Comme tout le monde j'ai découvert La peste à l'adolescence et je l'avais beaucoup aimé. Contrairement à La chute qui est un de mes livres de chevet que je relis souvent, je n'avais pas relu celui-ci depuis cette époque, qui remonte à quatre décennies. J'ai donc profité d'une lecture commune sur Babélio et du confinement pour m'y replonger. Je me souvenais de quelques scènes marquantes comme le prêche de Paneloux, la mort de l'enfant et de Tarrou, la phrase répétitive de Grand, la baignade des deux amis et la dernière phrase, mais vu la complexité de cette oeuvre, je ne me demande ce que j'en ai vraiment compris à quatorze-quinze ans.

La peste est une métaphore de la deuxième guerre mondiale et du nazisme, c'est bien connu, mais j'avais envie de relire ce roman dans la perspective actuelle de la crise du coronavirus. Cette crise est évidemment bien moins grave que le fascisme, mais c'est un évènement totalement inattendu qui nous surprend autant que les habitants d'Oran l'ont été. le roman dépeint les réactions des différents habitants, le premier sentiment est la séparation et l'exil, puisque la ville est fermée et tous les moyens de communication coupés. Ensuite vient l'égoïsme, le fléau est l'affaire des autres tout d'abord, puis devient celle de tous. A ce moment les uns plongent dans l'indifférence, les autres dans la solidarité, les équipes sanitaires s'organisent. Les personnages principaux incarnent ces différentes réactions, Rieux s'engage totalement puisqu'il est médecin, mais il le fait par devoir sans aucun sentiment, il essaie de garder une absolue neutralité de jugement, qui le protège aussi. Il ne se considère pas comme un héros mais il fait son métier simplement. Tarrou recherche la paix et la sainteté laïque, il sait que tout homme est potentiellement un meurtrier , y compris les victimes dont il se sent solidaires, lutter contre la maladie sans passion et sans illusion lui paraît la seule voie raisonnable. Il refuse tout jugement et fréquente assidument Cottard le trafiquant, qui a quelque chose à se reprocher et s'épanouit pleinement durant l'épidémie, il craint sa fin et provoquera lui-même sa propre chute, étouffé par la peur de l'avenir. Grand incarne le fonctionnaire sans grandeur qui fera son devoir face à la maladie en s'engageant dans les formations sanitaires, Camus, y voit le vrai héros de l'histoire. le père Paneloux offre un miroir à Rieux qui refuse de croire en Dieu et encore plus à la vision du prêtre qui voit dans le fléau une punition divine, mais s'engagera également dans les formations sanitaires, faisant dire au médecin qu'il est meilleur que son prêche.

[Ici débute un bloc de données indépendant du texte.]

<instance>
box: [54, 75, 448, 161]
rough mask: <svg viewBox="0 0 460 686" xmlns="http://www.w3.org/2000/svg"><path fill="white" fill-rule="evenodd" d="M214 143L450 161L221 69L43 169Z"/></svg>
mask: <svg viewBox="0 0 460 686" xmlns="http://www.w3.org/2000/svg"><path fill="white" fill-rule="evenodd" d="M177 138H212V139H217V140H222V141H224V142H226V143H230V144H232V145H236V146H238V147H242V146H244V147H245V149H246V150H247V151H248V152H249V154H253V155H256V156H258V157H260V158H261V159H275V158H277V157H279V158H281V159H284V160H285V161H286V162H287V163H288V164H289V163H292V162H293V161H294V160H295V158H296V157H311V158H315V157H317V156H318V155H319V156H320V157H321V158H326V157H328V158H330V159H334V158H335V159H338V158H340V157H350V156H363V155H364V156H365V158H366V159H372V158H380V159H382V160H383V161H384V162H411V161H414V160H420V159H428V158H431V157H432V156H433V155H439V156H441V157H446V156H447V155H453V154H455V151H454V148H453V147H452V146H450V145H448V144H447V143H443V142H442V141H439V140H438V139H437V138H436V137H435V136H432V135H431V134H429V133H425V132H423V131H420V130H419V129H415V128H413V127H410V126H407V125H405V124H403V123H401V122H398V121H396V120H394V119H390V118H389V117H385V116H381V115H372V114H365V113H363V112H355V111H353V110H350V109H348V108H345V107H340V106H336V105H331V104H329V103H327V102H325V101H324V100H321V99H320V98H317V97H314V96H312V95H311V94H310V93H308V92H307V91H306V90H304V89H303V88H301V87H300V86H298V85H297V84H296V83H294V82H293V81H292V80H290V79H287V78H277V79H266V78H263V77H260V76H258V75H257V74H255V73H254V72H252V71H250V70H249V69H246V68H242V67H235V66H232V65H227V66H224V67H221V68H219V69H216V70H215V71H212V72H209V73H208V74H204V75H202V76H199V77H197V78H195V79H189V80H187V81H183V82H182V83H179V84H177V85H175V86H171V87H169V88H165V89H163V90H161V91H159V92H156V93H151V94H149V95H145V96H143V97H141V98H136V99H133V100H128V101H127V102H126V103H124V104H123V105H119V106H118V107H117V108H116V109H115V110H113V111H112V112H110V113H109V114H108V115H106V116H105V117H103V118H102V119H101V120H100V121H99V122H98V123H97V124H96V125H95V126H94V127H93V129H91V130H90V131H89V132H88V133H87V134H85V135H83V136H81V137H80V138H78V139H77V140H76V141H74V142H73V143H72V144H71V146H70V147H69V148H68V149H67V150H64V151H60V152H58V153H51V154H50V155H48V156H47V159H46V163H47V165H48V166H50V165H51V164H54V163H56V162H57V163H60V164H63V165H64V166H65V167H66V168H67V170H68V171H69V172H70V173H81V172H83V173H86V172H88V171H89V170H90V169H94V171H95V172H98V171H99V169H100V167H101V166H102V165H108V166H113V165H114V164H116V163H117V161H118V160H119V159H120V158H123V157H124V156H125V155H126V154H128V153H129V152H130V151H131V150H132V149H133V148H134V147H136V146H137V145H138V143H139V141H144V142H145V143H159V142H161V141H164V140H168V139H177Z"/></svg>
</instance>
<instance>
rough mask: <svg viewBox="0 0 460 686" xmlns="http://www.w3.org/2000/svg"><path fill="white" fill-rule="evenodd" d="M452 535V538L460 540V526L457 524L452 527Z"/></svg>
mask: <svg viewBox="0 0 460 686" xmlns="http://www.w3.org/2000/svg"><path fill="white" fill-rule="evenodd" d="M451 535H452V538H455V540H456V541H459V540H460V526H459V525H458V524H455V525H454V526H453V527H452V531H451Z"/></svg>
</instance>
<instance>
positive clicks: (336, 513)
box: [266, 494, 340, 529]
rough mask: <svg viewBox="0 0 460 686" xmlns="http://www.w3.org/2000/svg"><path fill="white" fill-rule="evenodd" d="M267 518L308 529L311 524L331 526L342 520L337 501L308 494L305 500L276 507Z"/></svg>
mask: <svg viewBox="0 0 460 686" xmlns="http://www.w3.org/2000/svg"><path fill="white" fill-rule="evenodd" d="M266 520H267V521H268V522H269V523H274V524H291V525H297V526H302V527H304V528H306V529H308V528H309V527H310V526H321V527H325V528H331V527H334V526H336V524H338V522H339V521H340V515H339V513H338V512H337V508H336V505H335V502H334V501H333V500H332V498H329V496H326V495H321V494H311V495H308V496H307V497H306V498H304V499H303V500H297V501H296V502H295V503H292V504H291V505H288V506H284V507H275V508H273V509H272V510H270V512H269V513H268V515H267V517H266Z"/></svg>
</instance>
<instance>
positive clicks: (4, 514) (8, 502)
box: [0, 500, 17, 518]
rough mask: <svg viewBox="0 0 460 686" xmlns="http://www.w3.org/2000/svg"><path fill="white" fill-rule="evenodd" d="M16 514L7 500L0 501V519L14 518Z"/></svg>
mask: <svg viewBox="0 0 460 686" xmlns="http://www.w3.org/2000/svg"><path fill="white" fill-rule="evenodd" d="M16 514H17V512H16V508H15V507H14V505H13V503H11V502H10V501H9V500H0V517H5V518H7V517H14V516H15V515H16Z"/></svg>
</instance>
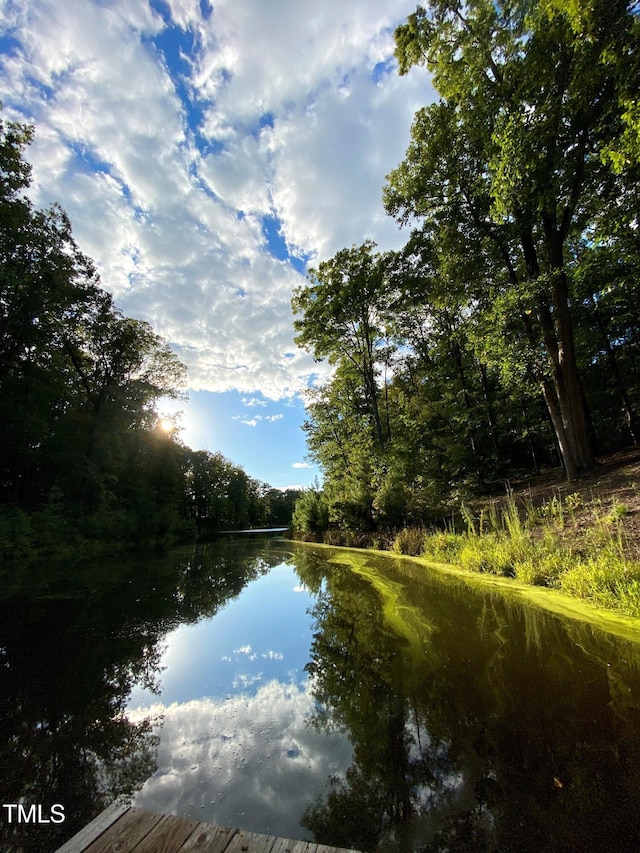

Actuellement, les personnes ne développent pas de pensée philosophique sur la maladie, pour le moment la solidarité règne dans l'ensemble mais elle ne tardera pas à se fissurer face à la crise économique qui ne manquera pas de succéder à la crise sanitaire. Les Cottard prospèrent toujours, je viens de lire qu'une entreprise pharmaceutique suisse a exporté vingt cinq tonnes de masques de protection, réalisant un bénéfice colossal, alors que les stocks manquent dans le pays, y compris pour les soignants, en d'autre temps, on appellerait cela de la haute trahison. Les églises (du moins les évangéliques que je connais, je ne prononcerai pas sur d'autres dénominations que je connais moins) sont très actives sur la toile, mais heureusement ces discours sur la punition divine ne sont plus d'actualité, sauf pour quelques extrémistes américains dont il ne faut rien attendre de bon.

Ce que je retiens de ce roman est sa grande complexité, il y a de très nombreux passages philosophiques dont la lecture est exigeante et parfois, il faut bien l'avouer, ennuyeuse. L'étranger et la Chute sont plus abordables. C'est aussi un univers uniquement masculin, l'amour y est abstrait, même si Rieux dit qu'on a le droit de choisir son bonheur individuel contre l'intérêt général, ce qu'il ne fait évidemment pas. Un autre point surprenant est le fait qu'Oran est présenté comme une ville française, ce qu'elle était à l'époque, mais il n'y a aucun Arabe dans le livre, uniquement des colons ce qui n'est pas très réaliste non plus, donc il s'agit vraiment de la métaphore de la France.

Un monument de la littérature mais pas une lecture facile, même si j'ai eu grand plaisir à relire ce roman.